Marte homers, Pirates win in rookie's debut
By Rob Biertempfel
Published: Thursday, July 26, 2012, 9:42 p.m.
HOUSTON — Starling Marte insisted he would not be nervous when he stepped to the plate as the Pirates' leadoff batter Thursday in his big league debut against the Houston Astros. All the hype, he said, would not conquer him.
“No, no, no,” Marte said, shaking his head and grinning. “I'm just going to have fun and play.”
The first pitch from left-hander Dallas Keuchel was an 86-mph cutter. Marte launched it over the wall in left-center field, becoming the third Pirate to homer in his first at-bat in the majors.
Marte 1, Hype 0.
“I got goosebumps,” manager Clint Hurdle said. “That was a swing that touched a lot of people.”
Marte's blast was the first of three homers hit by the Pirates, who hung on for a 5-3 win. Right-hander A.J. Burnett (12-3) was sharp, allowing two runs and four hits in 71⁄3 innings. The Pirates pulled within two games of idle Cincinnati in the NL Central race.
Marte added a fifth-inning single to go 2 for 4. It was the perfect way to forget it was the anniversary of umpire Jerry Meals' blown call in an extra-innings loss in Atlanta that sent the Pirates' 2011 season into a tailspin.
Marte's home run ignited a quick start for the Pirates. Garrett Jones and Clint Barmes each hit a two-run homer to build a 5-0 lead after two innings.
“Before the game, I told somebody in the dugout that if (Keuchel) threw a fastball over the middle, I'd take a hack at it,” Marte said. “That's exactly what I did.”
The Pirates brought up Marte from Triple-A Indianapolis, where he batted .286 with 12 homers, and sent down outfielder Gorkys Hernandez. The move had been anticipated for weeks, to the point where Marte grew weary of being asked by fans and reporters when he'd get the call.
“The closer I got, the more I thought about it,” Marte said through interpreter Luis Silverio. “I thank God for this opportunity with the Pirates. I hope it's going to be a long career — 15 or 20 years.”
Marte's mother died when he was 10, so he was raised by his grandmother. She was the first one he called to share the happy news.
“She was pretty proud. She was crying,” he said. “Then I started calling friends, girlfriends and everybody else.”
Girlfriends?

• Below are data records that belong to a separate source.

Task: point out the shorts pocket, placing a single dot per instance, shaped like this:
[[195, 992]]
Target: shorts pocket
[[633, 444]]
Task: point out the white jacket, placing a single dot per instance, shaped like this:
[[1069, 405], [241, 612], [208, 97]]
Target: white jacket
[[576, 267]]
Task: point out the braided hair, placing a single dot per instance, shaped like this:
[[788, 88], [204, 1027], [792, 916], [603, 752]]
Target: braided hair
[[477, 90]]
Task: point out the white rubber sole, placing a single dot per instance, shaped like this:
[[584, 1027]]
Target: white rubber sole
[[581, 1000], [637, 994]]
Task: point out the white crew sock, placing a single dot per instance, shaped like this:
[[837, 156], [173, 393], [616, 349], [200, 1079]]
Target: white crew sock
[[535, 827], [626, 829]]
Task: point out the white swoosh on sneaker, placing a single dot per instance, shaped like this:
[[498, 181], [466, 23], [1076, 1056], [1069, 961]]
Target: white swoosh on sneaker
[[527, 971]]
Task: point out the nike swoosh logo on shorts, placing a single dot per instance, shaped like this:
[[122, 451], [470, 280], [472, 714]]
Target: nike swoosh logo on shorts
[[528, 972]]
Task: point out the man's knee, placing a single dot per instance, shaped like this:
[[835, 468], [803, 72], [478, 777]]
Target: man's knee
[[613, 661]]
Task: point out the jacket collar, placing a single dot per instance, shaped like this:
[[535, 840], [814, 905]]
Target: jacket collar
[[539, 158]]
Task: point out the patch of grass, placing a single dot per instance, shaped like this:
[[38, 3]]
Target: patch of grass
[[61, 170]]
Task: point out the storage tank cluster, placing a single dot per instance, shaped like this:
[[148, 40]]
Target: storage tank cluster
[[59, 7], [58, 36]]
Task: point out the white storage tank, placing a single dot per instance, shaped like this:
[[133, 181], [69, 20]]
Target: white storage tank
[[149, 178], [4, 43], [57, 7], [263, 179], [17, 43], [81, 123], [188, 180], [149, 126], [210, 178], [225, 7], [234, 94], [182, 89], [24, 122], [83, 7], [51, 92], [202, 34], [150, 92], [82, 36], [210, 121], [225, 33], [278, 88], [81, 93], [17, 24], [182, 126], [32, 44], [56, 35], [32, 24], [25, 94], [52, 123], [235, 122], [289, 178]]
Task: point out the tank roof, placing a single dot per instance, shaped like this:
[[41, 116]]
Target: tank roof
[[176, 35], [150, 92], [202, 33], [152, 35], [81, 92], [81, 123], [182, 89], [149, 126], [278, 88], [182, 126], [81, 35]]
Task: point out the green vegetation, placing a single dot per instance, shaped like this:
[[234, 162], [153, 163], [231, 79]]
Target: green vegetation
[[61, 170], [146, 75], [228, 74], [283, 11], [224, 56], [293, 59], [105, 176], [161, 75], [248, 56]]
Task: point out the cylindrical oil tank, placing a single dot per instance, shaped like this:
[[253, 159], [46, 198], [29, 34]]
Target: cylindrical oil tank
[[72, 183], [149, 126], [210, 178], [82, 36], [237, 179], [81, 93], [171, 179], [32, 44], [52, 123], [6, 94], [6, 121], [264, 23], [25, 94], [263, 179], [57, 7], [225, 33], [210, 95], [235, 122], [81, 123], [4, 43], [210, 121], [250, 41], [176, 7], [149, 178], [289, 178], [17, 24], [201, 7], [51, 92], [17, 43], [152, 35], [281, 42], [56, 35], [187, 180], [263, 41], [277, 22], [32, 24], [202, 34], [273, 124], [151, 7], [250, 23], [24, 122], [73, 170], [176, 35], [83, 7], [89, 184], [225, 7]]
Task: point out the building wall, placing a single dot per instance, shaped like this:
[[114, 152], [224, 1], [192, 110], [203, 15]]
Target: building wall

As in, more than one?
“Well ... he's an honest kid,” Silverio said with a laugh.
Hurdle said there was not one factor that nudged the Pirates to finally pull the trigger on Marte's career. In the past couple of weeks, Alex Presley (who's hitting .231 with 14 RBI) and utility infielder Drew Sutton (who looked lost defensively) shared time in left field.
“We're looking for a little more stability and more production,” Hurdle said. “Marte will give us a better option in left field than what we've gotten from the combined efforts of the other guys.”
Marte's arrival essentially makes Presley a bench player. Garrett Jones will get most of the starts in right.
“We brought Starling up to play,” Hurdle said. “It might not be every day, but he's going to be playing.”
The decision to bat Marte in the leadoff spot was a no-brainer.
“If I hit him second, I don't have a leadoff guy basically,” Hurdle said. “It's a big day for him. It's a big day for our Latin American program, for our Dominican academy, for (Latin American scouting director) Rene Gayo. This is a big day in a lot of different ways and for all the right reasons, so why not just lead him off?”
A few hours before the game, Hurdle called Marte into his office. The affable, veteran skipper seemed genuinely charmed by Marte's bubbly personality and youthful excitement.
“Clint told me this is the same baseball (as in the minors),” Marte said. “Be happy, don't try to do too much.”